Smith, speaking to The Associated Press after learning about this Nobel win, credited others for the work that led to his breakthrough.
He built up a collection of phages, with billions of antibody varieties on their surface, and engineered them make them more effective.
Professor Allison is the "Vivian L. Smith Distinguished" Chair of the Department of Immunology, and Director of the Parker Institute for Cancer Immunotherapy at the University of Texas' MD Anderson Cancer Center in Houston, USA.
Dr Smith said he learned of the prize in a pre-dawn phone call from Stockholm.
USA scientists Frances Arnold and George Smith and British researcher Gregory Winter won the Nobel Chemistry Prize on Wednesday, October 3, for applying the principles of evolution to develop enzymes used to make everything from biofuels to medicine.
"What always amazes me about Frances is she's such a powerhouse - she gets so much done", said Michael Hecht, a professor of chemistry at Princeton and a longtime friend of Arnold.
"I hope that my getting this prize will highlight the fact that, yes, women can do this, they can do it well and that they can make a contribution to the world and be recognized for it", Arnold said in an email. "Yes, I am in favor of making sure we do as much as we can for our successful faculty". But we'll think hard how we'll do it.

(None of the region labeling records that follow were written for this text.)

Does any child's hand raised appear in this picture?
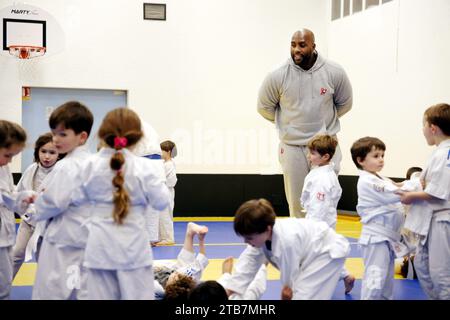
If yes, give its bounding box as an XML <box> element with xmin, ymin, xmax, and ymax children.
<box><xmin>281</xmin><ymin>286</ymin><xmax>292</xmax><ymax>300</ymax></box>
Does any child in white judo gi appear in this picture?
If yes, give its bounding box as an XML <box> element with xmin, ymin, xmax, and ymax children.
<box><xmin>395</xmin><ymin>167</ymin><xmax>423</xmax><ymax>279</ymax></box>
<box><xmin>156</xmin><ymin>140</ymin><xmax>177</xmax><ymax>245</ymax></box>
<box><xmin>0</xmin><ymin>120</ymin><xmax>27</xmax><ymax>300</ymax></box>
<box><xmin>72</xmin><ymin>108</ymin><xmax>169</xmax><ymax>300</ymax></box>
<box><xmin>217</xmin><ymin>257</ymin><xmax>269</xmax><ymax>300</ymax></box>
<box><xmin>226</xmin><ymin>199</ymin><xmax>350</xmax><ymax>300</ymax></box>
<box><xmin>26</xmin><ymin>101</ymin><xmax>94</xmax><ymax>300</ymax></box>
<box><xmin>153</xmin><ymin>222</ymin><xmax>209</xmax><ymax>298</ymax></box>
<box><xmin>351</xmin><ymin>137</ymin><xmax>406</xmax><ymax>300</ymax></box>
<box><xmin>300</xmin><ymin>135</ymin><xmax>355</xmax><ymax>294</ymax></box>
<box><xmin>13</xmin><ymin>132</ymin><xmax>60</xmax><ymax>278</ymax></box>
<box><xmin>401</xmin><ymin>103</ymin><xmax>450</xmax><ymax>300</ymax></box>
<box><xmin>132</xmin><ymin>119</ymin><xmax>165</xmax><ymax>245</ymax></box>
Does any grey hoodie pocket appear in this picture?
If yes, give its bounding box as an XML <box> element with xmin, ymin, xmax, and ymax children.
<box><xmin>282</xmin><ymin>121</ymin><xmax>326</xmax><ymax>145</ymax></box>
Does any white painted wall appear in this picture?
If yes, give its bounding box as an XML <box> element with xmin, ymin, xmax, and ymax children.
<box><xmin>0</xmin><ymin>0</ymin><xmax>329</xmax><ymax>173</ymax></box>
<box><xmin>328</xmin><ymin>0</ymin><xmax>450</xmax><ymax>177</ymax></box>
<box><xmin>0</xmin><ymin>0</ymin><xmax>450</xmax><ymax>177</ymax></box>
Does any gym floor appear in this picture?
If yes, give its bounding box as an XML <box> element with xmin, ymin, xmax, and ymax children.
<box><xmin>11</xmin><ymin>216</ymin><xmax>426</xmax><ymax>300</ymax></box>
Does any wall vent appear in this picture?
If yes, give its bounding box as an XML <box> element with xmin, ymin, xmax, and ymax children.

Scientists Frances Arnold, George Smith and Gregory Winter won the 2018 Nobel Prize for Chemistry for research using directed evolution to produce enzymes and antibodies for new chemicals and pharmaceuticals, the award-giving body said on Wednesday. "It's not just the money, it has a meaning well-beyond the money".
Aston Martin shares tumble after London float
On 1 October the price range was narrowed even more to between £18.50 ($24.03) and £20 ($25.98). It sold 5,117 cars in 2017, while revenue grew 8 percent in the first half this year.

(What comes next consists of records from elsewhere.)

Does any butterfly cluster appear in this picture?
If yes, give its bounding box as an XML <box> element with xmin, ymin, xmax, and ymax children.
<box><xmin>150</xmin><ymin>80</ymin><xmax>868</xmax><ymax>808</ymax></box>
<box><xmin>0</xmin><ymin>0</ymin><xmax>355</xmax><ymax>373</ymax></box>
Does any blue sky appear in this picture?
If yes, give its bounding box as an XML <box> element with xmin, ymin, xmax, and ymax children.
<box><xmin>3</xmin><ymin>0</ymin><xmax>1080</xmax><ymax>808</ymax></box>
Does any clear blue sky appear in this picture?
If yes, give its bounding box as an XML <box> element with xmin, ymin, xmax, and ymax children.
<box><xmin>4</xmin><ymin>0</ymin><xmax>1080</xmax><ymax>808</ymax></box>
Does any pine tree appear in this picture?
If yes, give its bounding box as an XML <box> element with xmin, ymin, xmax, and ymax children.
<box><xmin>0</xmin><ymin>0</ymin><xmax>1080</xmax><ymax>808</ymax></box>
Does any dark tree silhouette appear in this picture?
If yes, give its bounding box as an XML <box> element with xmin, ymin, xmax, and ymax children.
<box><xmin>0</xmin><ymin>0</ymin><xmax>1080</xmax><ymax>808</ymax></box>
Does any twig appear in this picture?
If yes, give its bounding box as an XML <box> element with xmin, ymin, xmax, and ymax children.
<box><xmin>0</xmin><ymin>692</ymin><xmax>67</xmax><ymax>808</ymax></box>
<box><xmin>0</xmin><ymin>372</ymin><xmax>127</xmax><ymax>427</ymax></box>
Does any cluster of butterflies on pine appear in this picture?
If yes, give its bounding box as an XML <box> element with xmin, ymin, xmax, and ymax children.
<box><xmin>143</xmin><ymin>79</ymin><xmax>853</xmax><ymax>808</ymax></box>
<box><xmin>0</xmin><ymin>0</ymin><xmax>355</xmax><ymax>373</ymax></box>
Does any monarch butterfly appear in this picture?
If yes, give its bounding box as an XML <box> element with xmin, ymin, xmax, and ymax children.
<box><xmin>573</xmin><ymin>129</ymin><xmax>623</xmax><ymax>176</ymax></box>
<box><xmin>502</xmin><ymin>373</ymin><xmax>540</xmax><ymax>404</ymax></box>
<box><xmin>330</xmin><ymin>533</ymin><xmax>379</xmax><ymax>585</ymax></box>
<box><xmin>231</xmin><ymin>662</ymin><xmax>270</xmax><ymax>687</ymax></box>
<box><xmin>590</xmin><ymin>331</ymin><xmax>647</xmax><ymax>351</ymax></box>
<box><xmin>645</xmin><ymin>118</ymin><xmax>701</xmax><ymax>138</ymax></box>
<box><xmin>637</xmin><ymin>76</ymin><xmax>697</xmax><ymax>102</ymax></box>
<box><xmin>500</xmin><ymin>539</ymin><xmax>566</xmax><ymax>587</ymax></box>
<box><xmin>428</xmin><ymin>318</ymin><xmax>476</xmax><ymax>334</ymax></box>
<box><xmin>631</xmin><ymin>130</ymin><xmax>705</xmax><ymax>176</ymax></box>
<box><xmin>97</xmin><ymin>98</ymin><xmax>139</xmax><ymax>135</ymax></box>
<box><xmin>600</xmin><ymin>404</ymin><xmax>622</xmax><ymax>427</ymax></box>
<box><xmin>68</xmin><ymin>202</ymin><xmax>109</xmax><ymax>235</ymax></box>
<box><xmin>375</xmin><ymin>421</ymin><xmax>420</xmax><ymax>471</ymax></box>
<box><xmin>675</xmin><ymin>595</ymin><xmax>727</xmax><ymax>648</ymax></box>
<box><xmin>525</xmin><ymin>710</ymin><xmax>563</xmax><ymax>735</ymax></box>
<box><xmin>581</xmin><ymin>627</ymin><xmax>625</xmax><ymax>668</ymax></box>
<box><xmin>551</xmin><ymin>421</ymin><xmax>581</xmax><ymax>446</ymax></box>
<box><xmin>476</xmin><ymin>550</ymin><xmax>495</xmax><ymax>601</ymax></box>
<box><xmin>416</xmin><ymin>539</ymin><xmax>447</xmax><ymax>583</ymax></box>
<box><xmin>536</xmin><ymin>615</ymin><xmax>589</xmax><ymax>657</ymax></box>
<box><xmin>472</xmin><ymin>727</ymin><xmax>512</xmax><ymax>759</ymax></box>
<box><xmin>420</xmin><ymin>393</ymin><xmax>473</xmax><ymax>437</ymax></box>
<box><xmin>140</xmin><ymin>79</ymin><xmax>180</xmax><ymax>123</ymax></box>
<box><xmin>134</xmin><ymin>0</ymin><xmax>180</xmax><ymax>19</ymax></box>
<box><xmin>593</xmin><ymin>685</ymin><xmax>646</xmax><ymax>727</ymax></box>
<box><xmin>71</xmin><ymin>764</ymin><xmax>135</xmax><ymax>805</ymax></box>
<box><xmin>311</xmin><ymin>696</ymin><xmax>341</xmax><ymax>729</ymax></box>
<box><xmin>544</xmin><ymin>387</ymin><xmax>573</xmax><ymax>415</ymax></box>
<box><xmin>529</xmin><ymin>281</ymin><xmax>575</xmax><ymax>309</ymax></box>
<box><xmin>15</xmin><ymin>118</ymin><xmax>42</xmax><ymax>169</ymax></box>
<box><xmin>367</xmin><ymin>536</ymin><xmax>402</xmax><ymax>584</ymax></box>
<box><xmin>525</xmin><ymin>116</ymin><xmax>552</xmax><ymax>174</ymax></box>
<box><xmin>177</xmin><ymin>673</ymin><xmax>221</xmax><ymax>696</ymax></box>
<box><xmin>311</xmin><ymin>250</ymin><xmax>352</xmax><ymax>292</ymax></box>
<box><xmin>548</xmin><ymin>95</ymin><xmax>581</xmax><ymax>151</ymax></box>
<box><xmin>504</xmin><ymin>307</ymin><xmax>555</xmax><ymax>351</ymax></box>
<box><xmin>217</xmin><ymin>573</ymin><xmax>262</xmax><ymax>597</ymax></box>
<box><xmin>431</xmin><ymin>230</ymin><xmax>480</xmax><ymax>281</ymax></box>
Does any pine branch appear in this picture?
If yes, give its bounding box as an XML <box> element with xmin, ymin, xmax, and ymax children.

Arthur Ashkin, of the United States, was awarded half the nine million kronor (£770,000) prize, with the other half shared by Gerard Mourou of France and Canadian Donna Strickland. And a lot of her work has benefits in life sciences, apart from applications in biofuels, and dozens of other applications.

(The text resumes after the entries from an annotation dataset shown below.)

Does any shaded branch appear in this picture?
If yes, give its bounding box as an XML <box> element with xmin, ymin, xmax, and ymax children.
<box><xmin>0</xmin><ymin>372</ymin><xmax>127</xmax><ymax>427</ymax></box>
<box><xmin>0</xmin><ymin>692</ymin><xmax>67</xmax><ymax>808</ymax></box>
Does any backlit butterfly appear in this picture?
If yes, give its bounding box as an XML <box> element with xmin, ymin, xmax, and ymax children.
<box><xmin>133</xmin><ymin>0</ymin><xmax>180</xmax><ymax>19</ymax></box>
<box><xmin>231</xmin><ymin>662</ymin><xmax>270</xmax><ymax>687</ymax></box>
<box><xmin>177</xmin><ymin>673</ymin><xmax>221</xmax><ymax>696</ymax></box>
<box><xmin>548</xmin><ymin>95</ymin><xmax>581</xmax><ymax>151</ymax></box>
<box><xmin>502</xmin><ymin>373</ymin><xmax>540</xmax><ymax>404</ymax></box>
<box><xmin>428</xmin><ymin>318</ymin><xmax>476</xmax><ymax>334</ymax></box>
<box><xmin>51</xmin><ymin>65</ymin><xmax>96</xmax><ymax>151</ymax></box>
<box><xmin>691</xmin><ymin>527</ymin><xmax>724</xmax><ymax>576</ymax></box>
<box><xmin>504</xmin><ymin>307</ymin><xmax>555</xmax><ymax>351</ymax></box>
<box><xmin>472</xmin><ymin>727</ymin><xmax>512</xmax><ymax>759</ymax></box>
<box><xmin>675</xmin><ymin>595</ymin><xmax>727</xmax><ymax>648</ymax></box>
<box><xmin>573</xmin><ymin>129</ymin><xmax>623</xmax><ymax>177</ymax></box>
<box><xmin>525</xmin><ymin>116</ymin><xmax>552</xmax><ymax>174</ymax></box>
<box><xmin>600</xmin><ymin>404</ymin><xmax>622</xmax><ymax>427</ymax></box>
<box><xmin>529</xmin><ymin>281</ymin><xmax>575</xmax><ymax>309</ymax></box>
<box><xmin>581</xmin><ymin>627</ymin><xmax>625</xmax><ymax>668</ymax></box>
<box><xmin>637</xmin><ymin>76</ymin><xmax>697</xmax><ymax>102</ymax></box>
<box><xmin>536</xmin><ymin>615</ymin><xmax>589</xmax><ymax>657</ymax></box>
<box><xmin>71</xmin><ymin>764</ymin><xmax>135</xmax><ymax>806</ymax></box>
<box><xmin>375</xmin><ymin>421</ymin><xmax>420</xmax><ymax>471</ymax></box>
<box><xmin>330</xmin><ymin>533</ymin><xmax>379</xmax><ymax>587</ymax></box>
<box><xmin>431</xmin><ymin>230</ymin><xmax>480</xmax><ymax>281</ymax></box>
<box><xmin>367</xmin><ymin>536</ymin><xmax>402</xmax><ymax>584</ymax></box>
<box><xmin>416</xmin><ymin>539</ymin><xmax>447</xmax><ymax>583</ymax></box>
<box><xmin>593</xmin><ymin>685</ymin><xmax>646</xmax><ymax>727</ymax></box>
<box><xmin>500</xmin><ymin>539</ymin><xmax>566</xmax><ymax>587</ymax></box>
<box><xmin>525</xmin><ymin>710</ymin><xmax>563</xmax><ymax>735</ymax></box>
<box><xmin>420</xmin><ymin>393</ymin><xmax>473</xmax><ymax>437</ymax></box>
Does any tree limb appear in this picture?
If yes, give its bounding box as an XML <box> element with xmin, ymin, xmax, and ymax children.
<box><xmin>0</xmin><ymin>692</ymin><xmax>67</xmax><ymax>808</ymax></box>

The other half of the prize will be shared by George Smith of the University of Missouri and Gregory Winter of the MRC Laboratory in Cambridge. Smith realised that this could be handy: for example if it wasn't known what protein a particular gene gave rise to, it could be put into a phage and the mystery protein would appear on the surface and could be identified.
The winners will each receive a share of the SEK9 million (£771,000) prize, and will go to Stockholm to receive their prize medals from the King of Sweden at a ceremony on 10 December.
With two Nobel prize winners in as many days, women scientists have welcomed the research community "waking up" to the feats of their female peers, but insist they remain underpaid and undervalued compared to men.
A University of Missouri professor has been awarded a Nobel Prize.
The victor of the Nobel Peace Prize is to be announced Friday.
These scientists were selected for their groundbreaking inventions in the field of laser physics. 8 October in Stockholm will name the victor of the prize for Economics in memory of Alfred Nobel.